The fact that we don’t see developments in this direction yet shows, for me, that it’s easier said than done, and we’re really far from that.

CanadaPlus@lemmy.sdf.org · 9 months ago

To be clear, I wasn’t talking about an actual picture generating model. It was raw GPT trained on just text, asked to write instructions for a paint program to output a unicorn. That’s more convincing because it’s multiple steps away from the basic task it was trained on. Here, I found the paper, it starts with unicorns and then starts exploring other images, and eventually they delve into way more detail than I actually read. There’s a video talk that goes with it.

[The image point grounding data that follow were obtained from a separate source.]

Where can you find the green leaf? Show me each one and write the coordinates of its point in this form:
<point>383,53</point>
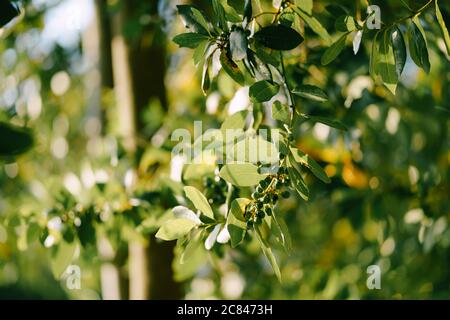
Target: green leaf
<point>374,56</point>
<point>238,45</point>
<point>235,121</point>
<point>14,140</point>
<point>219,13</point>
<point>206,80</point>
<point>346,24</point>
<point>278,37</point>
<point>298,183</point>
<point>311,92</point>
<point>443,27</point>
<point>336,10</point>
<point>418,46</point>
<point>8,11</point>
<point>199,201</point>
<point>305,5</point>
<point>281,231</point>
<point>268,58</point>
<point>175,228</point>
<point>231,68</point>
<point>190,40</point>
<point>194,244</point>
<point>304,159</point>
<point>62,257</point>
<point>193,19</point>
<point>333,51</point>
<point>281,112</point>
<point>248,11</point>
<point>386,65</point>
<point>264,90</point>
<point>399,47</point>
<point>199,52</point>
<point>268,253</point>
<point>314,24</point>
<point>329,122</point>
<point>236,221</point>
<point>241,174</point>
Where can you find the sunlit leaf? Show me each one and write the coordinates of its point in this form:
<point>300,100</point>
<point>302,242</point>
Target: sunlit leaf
<point>333,51</point>
<point>241,174</point>
<point>199,201</point>
<point>418,46</point>
<point>190,40</point>
<point>175,228</point>
<point>311,92</point>
<point>278,37</point>
<point>310,163</point>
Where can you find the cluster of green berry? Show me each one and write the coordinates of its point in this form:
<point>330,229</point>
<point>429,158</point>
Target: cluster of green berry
<point>266,196</point>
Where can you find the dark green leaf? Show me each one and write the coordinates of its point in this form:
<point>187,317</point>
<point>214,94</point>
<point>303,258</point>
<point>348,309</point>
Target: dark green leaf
<point>231,68</point>
<point>263,90</point>
<point>248,11</point>
<point>298,183</point>
<point>281,231</point>
<point>314,24</point>
<point>219,13</point>
<point>374,55</point>
<point>8,11</point>
<point>190,40</point>
<point>206,80</point>
<point>235,121</point>
<point>281,112</point>
<point>443,27</point>
<point>278,37</point>
<point>305,5</point>
<point>14,140</point>
<point>193,19</point>
<point>268,253</point>
<point>399,47</point>
<point>311,92</point>
<point>329,122</point>
<point>238,44</point>
<point>346,24</point>
<point>333,51</point>
<point>236,221</point>
<point>194,244</point>
<point>311,164</point>
<point>418,46</point>
<point>268,58</point>
<point>336,10</point>
<point>386,65</point>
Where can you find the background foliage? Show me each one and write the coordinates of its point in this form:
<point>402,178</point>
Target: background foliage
<point>89,188</point>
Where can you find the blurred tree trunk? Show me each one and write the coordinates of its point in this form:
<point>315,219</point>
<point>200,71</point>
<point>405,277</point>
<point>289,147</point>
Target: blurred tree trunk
<point>139,72</point>
<point>97,51</point>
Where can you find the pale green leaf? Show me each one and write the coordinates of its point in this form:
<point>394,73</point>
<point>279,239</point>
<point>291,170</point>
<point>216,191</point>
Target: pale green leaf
<point>199,201</point>
<point>241,174</point>
<point>175,228</point>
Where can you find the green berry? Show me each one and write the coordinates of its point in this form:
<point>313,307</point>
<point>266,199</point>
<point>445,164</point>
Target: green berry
<point>275,198</point>
<point>286,194</point>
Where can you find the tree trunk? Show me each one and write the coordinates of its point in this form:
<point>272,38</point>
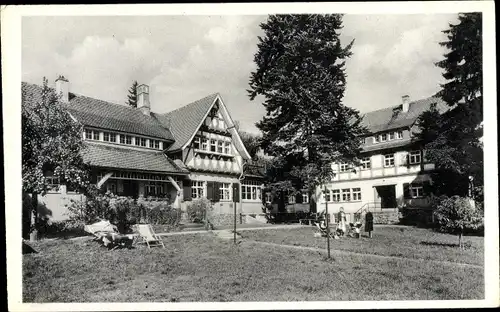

The trick with trying to “make” an AI do semantics, is that we don’t know what semantics is, exactly. I mean, that’s kind of what we started out with (remember the old pattern-matching chatbots?) but simpler approaches often worked better. Even the Transformer block itself is barely more complicated than a plain feed-forward network. I don’t think that’s so much because neural nets are more efficient (they really aren’t) but because we were looking for an answer to a question we didn’t have.

I think the challenge going forwards is freeing all that know-how from the black box we’ve put it in, somehow. Assuming we do want to mess with something so dangerous if handled carelessly.